Jean-Baptiste Alaize (born 10 May 1991) is a French athlete with an amputated tibia, who specialises in sprint and long jump. He represented France at the Paralympic Games in 2012 and 2016.

==Biography==
Jean-Baptiste Alaize, originally named Mugisha, was born on 10 May 1991 in Muyinga Province, Burundi. He was one of six siblings and his father was in the military. On 23 October 1994, during the Burundian Civil War, his village was attacked by Hutu neighbors. His mother was decapitated in front of him and he was left for dead. He had his leg amputated and was abandoned by his father. In 1998, he was adopted by Robert and Daniele Alaize, a couple from Montélimar, France. There he was renamed to Jean-Baptiste Alaize.

In Montélimar, Jean-Baptiste and his adoptive brother Julien were the only black people, and they often faced bullying and racism. During a sports day at his school, he discovered that he had a talent for running when he was chosen to be last in a relay race and he caught up with the other competitors. When his class learned that Alaize had a prosthetic leg, he gained respect from his classmates. His physical education teacher advised him to join a local athletics club, and he began to regularly win against non-disabled runners. Alaize considered Oscar Pistorius to be his hero, and he wanted a running blade like him. His parents organized fundraising to pay for it.

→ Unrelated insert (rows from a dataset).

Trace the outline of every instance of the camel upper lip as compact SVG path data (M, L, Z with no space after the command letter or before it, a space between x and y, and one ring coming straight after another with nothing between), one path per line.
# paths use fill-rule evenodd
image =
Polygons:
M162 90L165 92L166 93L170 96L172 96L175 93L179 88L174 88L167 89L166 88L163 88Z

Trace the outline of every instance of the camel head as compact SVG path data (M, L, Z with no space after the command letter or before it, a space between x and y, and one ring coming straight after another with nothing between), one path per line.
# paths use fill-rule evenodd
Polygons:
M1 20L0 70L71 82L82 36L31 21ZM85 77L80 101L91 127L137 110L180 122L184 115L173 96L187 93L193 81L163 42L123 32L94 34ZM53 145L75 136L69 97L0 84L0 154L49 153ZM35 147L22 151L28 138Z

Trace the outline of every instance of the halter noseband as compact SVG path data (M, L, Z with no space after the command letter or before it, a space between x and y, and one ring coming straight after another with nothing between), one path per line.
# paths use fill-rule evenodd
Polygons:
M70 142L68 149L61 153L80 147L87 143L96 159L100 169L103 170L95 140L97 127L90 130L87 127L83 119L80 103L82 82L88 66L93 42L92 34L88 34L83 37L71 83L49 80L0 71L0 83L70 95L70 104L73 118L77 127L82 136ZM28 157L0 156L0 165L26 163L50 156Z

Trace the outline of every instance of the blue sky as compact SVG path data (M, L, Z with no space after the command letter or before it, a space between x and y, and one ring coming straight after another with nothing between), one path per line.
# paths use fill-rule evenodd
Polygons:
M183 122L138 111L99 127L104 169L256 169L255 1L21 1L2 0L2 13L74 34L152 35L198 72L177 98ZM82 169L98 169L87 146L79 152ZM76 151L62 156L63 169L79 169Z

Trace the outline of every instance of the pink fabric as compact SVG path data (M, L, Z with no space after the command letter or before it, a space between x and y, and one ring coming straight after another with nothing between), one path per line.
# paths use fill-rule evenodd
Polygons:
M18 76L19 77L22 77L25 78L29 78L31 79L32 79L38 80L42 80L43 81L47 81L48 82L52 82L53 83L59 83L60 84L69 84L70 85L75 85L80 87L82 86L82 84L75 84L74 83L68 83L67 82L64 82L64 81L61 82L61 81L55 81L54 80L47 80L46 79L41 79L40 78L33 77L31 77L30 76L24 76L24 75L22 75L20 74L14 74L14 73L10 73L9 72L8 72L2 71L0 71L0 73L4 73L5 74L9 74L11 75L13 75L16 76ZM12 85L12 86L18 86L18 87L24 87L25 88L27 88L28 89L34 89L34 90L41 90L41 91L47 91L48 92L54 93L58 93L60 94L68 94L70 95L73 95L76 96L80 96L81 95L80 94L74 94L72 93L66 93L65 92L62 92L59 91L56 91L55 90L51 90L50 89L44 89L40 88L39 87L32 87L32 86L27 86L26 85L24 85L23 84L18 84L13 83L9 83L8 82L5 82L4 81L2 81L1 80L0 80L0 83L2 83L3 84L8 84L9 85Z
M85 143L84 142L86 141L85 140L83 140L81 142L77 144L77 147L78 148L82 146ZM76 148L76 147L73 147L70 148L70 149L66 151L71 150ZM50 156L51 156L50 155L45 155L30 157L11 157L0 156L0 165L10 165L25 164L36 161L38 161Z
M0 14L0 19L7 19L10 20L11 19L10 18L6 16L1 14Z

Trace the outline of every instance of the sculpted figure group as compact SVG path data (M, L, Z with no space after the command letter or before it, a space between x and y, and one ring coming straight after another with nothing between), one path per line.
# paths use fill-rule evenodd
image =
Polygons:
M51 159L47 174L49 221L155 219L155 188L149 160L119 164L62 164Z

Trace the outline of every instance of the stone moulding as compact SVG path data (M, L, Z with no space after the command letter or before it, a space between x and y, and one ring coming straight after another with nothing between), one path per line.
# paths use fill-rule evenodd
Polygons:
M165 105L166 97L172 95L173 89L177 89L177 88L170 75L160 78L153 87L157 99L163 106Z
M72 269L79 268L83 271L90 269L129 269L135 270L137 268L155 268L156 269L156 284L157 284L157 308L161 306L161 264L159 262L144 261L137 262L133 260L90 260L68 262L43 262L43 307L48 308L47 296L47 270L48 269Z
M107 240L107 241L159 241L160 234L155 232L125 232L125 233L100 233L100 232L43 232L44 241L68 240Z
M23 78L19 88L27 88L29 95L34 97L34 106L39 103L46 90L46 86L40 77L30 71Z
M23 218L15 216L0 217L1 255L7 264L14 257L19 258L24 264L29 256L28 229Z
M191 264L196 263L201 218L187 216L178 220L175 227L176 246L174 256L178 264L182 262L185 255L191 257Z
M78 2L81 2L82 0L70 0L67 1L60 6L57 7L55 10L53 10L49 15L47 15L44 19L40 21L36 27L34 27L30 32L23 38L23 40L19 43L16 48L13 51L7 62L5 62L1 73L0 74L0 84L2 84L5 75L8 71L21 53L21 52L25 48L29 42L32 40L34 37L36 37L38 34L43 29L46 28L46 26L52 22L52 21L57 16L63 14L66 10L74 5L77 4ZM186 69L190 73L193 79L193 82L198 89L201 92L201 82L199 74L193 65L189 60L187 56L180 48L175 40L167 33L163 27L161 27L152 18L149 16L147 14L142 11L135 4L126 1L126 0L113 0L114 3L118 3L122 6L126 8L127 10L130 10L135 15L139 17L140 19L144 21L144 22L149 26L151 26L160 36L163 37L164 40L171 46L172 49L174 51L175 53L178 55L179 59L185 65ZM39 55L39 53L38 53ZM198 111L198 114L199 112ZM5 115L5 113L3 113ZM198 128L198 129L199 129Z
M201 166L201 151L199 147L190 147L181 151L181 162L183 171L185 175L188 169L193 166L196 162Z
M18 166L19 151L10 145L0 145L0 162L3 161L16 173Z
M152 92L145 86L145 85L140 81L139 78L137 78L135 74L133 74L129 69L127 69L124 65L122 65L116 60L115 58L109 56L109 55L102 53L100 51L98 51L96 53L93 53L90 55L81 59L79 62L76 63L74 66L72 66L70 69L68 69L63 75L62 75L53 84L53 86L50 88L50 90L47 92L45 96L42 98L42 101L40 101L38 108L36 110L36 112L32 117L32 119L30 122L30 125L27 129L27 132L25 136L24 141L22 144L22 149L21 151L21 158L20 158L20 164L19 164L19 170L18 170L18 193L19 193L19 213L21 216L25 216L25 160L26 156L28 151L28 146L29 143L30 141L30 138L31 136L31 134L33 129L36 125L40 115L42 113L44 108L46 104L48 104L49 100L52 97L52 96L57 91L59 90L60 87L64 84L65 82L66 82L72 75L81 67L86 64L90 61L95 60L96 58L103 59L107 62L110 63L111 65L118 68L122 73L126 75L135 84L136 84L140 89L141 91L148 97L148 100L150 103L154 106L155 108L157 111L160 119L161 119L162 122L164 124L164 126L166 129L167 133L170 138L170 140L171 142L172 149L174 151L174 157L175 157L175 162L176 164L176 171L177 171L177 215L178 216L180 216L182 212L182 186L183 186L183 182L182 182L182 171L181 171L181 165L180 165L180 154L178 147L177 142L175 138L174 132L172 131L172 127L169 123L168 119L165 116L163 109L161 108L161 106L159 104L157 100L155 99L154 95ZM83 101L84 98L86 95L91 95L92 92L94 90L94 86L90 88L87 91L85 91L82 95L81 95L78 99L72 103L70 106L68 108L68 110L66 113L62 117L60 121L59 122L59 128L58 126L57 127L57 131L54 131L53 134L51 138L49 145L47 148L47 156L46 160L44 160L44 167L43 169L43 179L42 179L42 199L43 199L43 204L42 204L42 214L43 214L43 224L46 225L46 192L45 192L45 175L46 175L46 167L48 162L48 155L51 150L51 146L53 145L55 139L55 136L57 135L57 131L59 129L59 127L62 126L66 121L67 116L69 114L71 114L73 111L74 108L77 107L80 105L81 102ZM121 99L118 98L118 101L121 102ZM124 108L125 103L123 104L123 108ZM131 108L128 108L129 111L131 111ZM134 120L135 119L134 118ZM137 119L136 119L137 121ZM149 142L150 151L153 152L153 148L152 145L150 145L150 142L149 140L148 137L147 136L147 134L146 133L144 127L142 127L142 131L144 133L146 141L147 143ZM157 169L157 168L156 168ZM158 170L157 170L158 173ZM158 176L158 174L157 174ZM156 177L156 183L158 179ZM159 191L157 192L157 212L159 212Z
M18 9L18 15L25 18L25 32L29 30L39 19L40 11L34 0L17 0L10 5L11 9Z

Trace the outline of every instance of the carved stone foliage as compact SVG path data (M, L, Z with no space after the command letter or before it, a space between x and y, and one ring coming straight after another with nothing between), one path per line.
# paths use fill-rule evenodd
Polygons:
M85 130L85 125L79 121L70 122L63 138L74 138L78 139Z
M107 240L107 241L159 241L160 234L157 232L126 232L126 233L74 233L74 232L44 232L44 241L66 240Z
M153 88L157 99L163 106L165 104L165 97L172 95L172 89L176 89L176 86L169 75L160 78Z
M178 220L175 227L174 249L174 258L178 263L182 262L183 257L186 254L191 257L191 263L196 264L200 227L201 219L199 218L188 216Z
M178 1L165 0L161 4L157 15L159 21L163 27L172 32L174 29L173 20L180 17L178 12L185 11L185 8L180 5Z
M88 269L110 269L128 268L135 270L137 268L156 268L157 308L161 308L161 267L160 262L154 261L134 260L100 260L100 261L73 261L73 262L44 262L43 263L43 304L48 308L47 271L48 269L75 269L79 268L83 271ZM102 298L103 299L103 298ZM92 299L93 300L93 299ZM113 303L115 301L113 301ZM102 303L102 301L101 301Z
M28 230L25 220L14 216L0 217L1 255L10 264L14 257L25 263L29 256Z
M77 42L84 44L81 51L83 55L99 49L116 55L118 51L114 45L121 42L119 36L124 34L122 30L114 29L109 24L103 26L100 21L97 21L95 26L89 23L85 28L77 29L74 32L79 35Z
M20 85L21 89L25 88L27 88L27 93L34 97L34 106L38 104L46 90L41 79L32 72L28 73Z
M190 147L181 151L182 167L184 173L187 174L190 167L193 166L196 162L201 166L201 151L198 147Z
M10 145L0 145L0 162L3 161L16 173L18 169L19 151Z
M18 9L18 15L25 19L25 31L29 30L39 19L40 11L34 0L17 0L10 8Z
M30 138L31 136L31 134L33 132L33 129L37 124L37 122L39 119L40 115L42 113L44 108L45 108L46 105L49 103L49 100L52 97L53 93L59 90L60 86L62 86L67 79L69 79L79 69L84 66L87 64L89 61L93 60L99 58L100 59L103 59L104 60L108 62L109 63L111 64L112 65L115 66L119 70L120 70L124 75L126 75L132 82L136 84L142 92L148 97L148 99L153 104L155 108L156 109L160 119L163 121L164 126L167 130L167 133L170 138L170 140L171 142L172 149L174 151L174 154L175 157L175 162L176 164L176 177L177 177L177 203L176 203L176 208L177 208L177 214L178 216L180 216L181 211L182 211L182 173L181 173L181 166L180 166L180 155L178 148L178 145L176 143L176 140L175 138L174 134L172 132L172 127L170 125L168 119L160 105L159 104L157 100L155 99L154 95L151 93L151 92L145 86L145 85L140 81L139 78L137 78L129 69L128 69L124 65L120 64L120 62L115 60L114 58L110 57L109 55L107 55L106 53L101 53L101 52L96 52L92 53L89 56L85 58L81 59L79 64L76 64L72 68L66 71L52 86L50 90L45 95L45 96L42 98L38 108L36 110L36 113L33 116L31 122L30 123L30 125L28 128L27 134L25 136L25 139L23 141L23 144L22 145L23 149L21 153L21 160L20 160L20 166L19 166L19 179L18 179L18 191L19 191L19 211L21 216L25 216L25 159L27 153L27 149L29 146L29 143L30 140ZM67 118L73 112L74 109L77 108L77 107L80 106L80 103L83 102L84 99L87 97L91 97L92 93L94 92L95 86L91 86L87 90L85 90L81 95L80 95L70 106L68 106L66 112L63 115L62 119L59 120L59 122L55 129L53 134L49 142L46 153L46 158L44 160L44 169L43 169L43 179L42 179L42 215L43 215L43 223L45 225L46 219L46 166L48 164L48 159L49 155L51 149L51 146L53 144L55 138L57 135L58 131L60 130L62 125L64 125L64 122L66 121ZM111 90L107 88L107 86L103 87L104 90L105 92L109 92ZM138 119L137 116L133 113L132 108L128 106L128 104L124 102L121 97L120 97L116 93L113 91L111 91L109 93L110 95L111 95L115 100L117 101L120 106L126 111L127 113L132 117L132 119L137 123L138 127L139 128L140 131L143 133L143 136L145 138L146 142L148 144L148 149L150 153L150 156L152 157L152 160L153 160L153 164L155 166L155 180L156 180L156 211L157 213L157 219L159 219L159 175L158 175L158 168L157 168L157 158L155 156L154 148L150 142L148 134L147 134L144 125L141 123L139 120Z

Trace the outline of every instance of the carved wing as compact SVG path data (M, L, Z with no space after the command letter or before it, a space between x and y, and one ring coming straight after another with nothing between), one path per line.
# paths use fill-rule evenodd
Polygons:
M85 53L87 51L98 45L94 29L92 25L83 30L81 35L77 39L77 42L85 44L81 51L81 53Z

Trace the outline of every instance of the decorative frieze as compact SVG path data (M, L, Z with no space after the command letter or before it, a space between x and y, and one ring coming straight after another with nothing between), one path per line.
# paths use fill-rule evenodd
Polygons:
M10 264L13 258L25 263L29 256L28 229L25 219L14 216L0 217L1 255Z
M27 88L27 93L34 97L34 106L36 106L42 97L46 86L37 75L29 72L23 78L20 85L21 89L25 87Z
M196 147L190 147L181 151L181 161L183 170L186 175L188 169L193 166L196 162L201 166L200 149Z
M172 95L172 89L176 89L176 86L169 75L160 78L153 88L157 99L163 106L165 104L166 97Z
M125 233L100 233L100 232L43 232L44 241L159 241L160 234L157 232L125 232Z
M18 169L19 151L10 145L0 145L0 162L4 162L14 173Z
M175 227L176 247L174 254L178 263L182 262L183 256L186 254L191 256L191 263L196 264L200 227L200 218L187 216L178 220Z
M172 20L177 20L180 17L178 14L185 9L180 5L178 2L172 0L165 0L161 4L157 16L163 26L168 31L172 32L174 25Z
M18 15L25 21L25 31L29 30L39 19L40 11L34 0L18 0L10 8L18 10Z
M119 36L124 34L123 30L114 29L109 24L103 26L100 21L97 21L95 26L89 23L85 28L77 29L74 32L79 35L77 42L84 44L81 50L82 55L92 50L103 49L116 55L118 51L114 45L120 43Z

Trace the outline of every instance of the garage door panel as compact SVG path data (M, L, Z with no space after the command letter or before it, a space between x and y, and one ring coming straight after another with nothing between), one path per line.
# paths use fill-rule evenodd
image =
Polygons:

Alaize began to specialize in sprinting and long-jumping. He made his Paralympic debut at the 2012 Summer Paralympics in London and placed fifth in the T44 men's long jump event at the 2016 Summer Paralympics in Rio de Janeiro. In 2016, Alaize became a "Champion of Peace", one of 100 athletes promoting social unity, under the patronage of Albert II, Prince of Monaco. He is featured in the 2020 documentary film Rising Phoenix.